Overview
XPath functions
XPath functions specific to Lavoisier
Recommendations for writing efficient XPath expressions
Any XPath expression that is evaluated by an adaptor MUST be set in attribute @eval (or @match in case of processor adaptors) of element <parameter> rather than in the text() node, else it would be considered as a constant value rather than a XPath expression.
This enables Lavoisier to hide the complexity induced by these 2 different evaluation contexts (i.e. one for view invocation + one for each selected XML event). This also enables Lavoisier to optimize the execution of the XPath expression by exploding it into several expressions, which are then distributed between these 2 contexts. In particular, function view() needs to be invoked only once per view invocation, while the relative paths must be invoked for each selected node.

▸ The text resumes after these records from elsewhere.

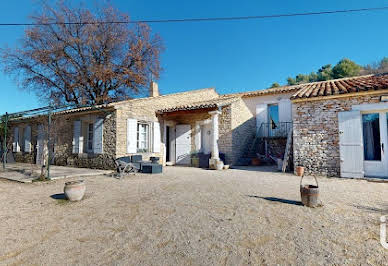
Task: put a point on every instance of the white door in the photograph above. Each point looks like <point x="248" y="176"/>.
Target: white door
<point x="374" y="126"/>
<point x="351" y="144"/>
<point x="183" y="144"/>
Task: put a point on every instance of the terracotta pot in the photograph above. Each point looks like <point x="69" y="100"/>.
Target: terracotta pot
<point x="299" y="170"/>
<point x="256" y="161"/>
<point x="75" y="190"/>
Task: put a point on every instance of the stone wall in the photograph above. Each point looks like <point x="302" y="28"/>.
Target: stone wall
<point x="145" y="109"/>
<point x="87" y="160"/>
<point x="225" y="136"/>
<point x="63" y="135"/>
<point x="243" y="130"/>
<point x="316" y="136"/>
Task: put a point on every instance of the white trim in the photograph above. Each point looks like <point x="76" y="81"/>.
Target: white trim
<point x="370" y="107"/>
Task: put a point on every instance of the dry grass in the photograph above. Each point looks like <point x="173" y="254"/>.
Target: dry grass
<point x="194" y="217"/>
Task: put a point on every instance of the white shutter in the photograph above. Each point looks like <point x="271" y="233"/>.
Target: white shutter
<point x="285" y="110"/>
<point x="27" y="139"/>
<point x="351" y="144"/>
<point x="156" y="137"/>
<point x="131" y="135"/>
<point x="77" y="138"/>
<point x="261" y="115"/>
<point x="98" y="136"/>
<point x="39" y="145"/>
<point x="15" y="144"/>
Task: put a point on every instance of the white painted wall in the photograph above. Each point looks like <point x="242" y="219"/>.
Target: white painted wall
<point x="252" y="102"/>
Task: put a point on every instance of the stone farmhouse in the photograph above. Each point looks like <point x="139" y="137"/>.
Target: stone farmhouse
<point x="172" y="127"/>
<point x="339" y="128"/>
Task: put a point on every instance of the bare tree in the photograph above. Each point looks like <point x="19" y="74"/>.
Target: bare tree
<point x="71" y="57"/>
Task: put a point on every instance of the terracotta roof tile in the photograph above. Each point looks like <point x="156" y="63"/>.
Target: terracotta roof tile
<point x="341" y="86"/>
<point x="213" y="103"/>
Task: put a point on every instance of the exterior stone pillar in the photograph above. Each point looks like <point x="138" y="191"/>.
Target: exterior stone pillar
<point x="214" y="161"/>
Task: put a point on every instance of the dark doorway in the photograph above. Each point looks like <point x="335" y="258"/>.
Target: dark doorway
<point x="168" y="146"/>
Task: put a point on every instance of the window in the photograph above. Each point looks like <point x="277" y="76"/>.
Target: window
<point x="273" y="119"/>
<point x="143" y="137"/>
<point x="371" y="133"/>
<point x="90" y="137"/>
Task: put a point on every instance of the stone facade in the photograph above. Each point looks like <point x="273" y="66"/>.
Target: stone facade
<point x="63" y="135"/>
<point x="236" y="129"/>
<point x="316" y="136"/>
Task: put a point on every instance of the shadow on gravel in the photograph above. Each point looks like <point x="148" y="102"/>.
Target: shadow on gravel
<point x="286" y="201"/>
<point x="60" y="196"/>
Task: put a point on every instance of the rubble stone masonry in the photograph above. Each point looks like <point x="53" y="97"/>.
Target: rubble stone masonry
<point x="316" y="136"/>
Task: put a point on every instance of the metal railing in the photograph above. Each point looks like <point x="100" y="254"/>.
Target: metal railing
<point x="274" y="130"/>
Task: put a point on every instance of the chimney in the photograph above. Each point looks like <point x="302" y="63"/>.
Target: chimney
<point x="154" y="90"/>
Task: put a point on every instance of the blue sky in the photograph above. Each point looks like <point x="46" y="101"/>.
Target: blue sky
<point x="232" y="56"/>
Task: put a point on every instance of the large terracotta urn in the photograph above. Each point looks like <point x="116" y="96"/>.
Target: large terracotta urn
<point x="75" y="190"/>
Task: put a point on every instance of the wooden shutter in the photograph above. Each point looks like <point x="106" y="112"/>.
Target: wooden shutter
<point x="285" y="110"/>
<point x="261" y="116"/>
<point x="131" y="135"/>
<point x="15" y="144"/>
<point x="351" y="144"/>
<point x="156" y="137"/>
<point x="77" y="141"/>
<point x="27" y="139"/>
<point x="98" y="136"/>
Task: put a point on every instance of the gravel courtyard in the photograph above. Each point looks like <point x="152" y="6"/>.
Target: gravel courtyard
<point x="190" y="216"/>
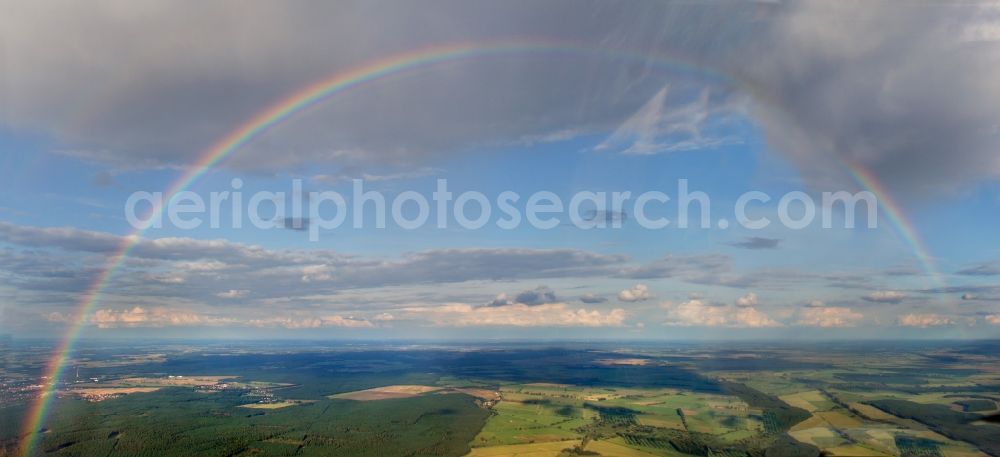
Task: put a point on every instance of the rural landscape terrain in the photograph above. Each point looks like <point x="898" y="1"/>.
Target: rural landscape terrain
<point x="354" y="399"/>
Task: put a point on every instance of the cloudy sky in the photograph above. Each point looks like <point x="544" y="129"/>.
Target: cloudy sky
<point x="102" y="100"/>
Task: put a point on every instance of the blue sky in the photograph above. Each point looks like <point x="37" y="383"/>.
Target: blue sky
<point x="73" y="149"/>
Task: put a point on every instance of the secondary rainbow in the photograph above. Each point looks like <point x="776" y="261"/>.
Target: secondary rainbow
<point x="310" y="96"/>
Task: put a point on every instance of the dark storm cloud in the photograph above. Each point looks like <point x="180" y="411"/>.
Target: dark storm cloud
<point x="756" y="242"/>
<point x="170" y="261"/>
<point x="906" y="90"/>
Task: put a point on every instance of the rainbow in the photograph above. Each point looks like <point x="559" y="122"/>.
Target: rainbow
<point x="311" y="96"/>
<point x="259" y="124"/>
<point x="894" y="213"/>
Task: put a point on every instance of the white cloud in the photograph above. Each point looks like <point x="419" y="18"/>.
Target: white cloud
<point x="924" y="320"/>
<point x="885" y="296"/>
<point x="697" y="313"/>
<point x="518" y="315"/>
<point x="833" y="316"/>
<point x="155" y="317"/>
<point x="233" y="293"/>
<point x="750" y="299"/>
<point x="638" y="292"/>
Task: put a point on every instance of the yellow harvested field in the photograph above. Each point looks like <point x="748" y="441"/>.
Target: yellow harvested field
<point x="872" y="412"/>
<point x="386" y="392"/>
<point x="93" y="393"/>
<point x="550" y="449"/>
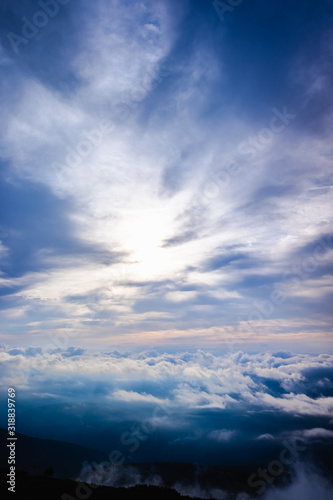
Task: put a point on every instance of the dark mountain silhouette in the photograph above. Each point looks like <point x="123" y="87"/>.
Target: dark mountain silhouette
<point x="44" y="487"/>
<point x="35" y="455"/>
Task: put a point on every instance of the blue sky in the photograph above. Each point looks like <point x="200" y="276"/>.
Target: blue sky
<point x="166" y="175"/>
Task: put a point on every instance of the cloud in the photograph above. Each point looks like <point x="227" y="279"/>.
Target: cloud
<point x="222" y="435"/>
<point x="199" y="231"/>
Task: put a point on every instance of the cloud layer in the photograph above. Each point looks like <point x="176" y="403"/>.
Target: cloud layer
<point x="167" y="173"/>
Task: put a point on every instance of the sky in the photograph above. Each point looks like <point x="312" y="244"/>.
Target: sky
<point x="166" y="236"/>
<point x="166" y="173"/>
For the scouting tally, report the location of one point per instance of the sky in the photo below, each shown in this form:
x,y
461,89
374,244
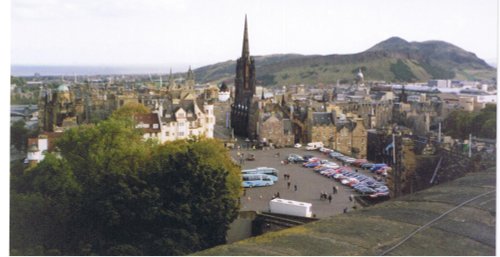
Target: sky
x,y
197,33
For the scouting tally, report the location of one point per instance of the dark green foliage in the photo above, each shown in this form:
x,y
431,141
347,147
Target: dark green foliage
x,y
460,124
18,81
112,193
402,72
19,135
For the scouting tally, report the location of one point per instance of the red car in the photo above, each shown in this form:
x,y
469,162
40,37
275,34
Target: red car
x,y
359,162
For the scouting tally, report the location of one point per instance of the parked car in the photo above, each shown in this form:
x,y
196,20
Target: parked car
x,y
311,164
335,154
350,160
307,157
295,158
367,165
379,194
359,162
366,190
377,166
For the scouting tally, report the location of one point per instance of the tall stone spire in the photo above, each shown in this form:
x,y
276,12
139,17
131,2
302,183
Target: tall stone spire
x,y
246,51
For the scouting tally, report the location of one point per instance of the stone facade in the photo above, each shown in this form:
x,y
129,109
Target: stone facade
x,y
276,130
59,110
351,138
243,118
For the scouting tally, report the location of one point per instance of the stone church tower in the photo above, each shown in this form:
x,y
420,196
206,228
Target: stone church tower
x,y
243,109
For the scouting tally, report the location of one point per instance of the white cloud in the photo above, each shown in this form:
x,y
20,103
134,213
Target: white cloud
x,y
158,31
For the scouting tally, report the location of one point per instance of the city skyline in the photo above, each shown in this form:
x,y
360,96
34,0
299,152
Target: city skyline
x,y
197,33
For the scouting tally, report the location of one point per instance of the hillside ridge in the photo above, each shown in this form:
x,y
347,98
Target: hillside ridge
x,y
392,60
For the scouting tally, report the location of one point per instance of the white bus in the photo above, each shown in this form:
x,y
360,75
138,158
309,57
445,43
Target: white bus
x,y
256,180
263,170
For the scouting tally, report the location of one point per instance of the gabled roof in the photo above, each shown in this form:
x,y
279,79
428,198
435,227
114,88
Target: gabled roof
x,y
150,119
322,118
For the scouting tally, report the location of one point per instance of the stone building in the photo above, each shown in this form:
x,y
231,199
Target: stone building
x,y
59,110
244,109
322,128
276,130
178,119
351,137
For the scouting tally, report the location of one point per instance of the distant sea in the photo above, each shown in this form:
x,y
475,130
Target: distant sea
x,y
30,70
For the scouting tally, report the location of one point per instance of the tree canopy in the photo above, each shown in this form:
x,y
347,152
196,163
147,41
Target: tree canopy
x,y
112,193
459,124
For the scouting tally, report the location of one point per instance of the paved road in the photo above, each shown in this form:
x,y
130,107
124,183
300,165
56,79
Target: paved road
x,y
309,184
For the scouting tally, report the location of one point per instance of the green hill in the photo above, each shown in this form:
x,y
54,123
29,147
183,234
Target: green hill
x,y
392,60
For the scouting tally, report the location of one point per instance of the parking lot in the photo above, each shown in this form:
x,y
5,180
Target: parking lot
x,y
309,183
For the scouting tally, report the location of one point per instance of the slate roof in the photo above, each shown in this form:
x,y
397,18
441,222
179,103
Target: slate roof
x,y
150,119
456,218
351,125
170,108
322,118
287,125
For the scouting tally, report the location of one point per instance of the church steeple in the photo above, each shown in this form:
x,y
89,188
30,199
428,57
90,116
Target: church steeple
x,y
245,51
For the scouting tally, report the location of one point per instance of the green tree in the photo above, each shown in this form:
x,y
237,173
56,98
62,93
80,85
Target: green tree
x,y
42,207
19,135
112,193
208,180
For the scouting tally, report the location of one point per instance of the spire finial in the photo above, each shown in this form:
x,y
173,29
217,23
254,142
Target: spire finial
x,y
246,51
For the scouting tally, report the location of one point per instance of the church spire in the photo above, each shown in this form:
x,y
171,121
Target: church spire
x,y
246,51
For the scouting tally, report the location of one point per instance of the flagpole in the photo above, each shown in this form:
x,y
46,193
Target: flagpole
x,y
470,145
393,148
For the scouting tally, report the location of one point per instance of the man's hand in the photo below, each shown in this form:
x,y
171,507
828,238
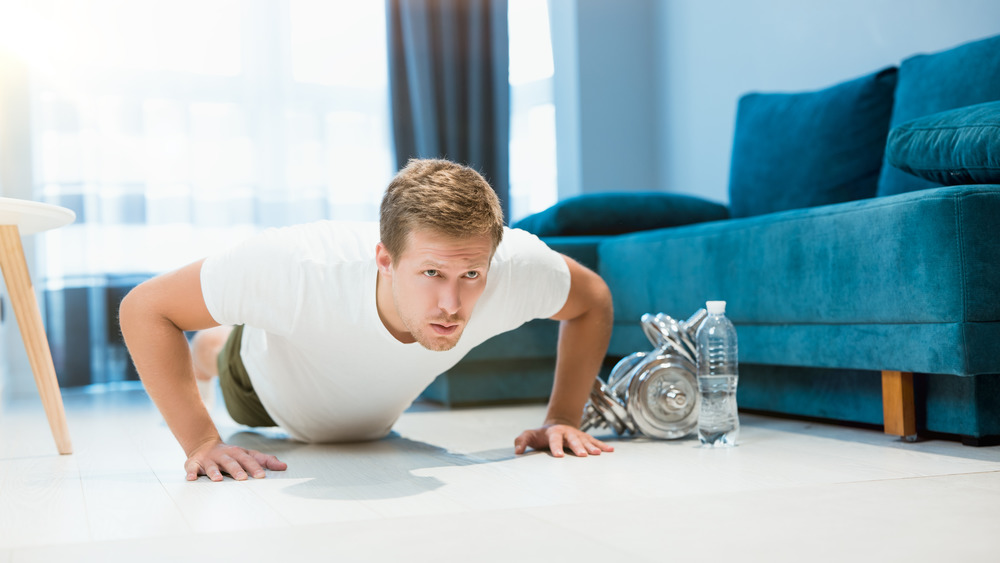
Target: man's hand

The @match attribute always expects an absolute path, and the default path is /*. The supported values of a parameter depends on the expected type declared for this parameter:
absolute XPath parameter | relative XPath parameter | XPath expression parameter | non-XPath parameter | |||||
ALLOWED CONTENT | @match='/...' | @match='eval()' | @eval | text() | @eval | text() | @eval | text() |
---|---|---|---|---|---|---|---|---|
/absolute | OK | / | / | / | / | / | / | / |
./relative | / | / | OK | / | OK | / | / | / |
(expr with ./relative) | / | / | / | / | OK | / | / | / |
(expr w/o ./relative) | / | OK | / | / | OK | / | OK | / |
constant | / | / | / | / | / | OK | / | OK |
Attribute @match of <processor> aims at selecting nodes from the input stream of XML events.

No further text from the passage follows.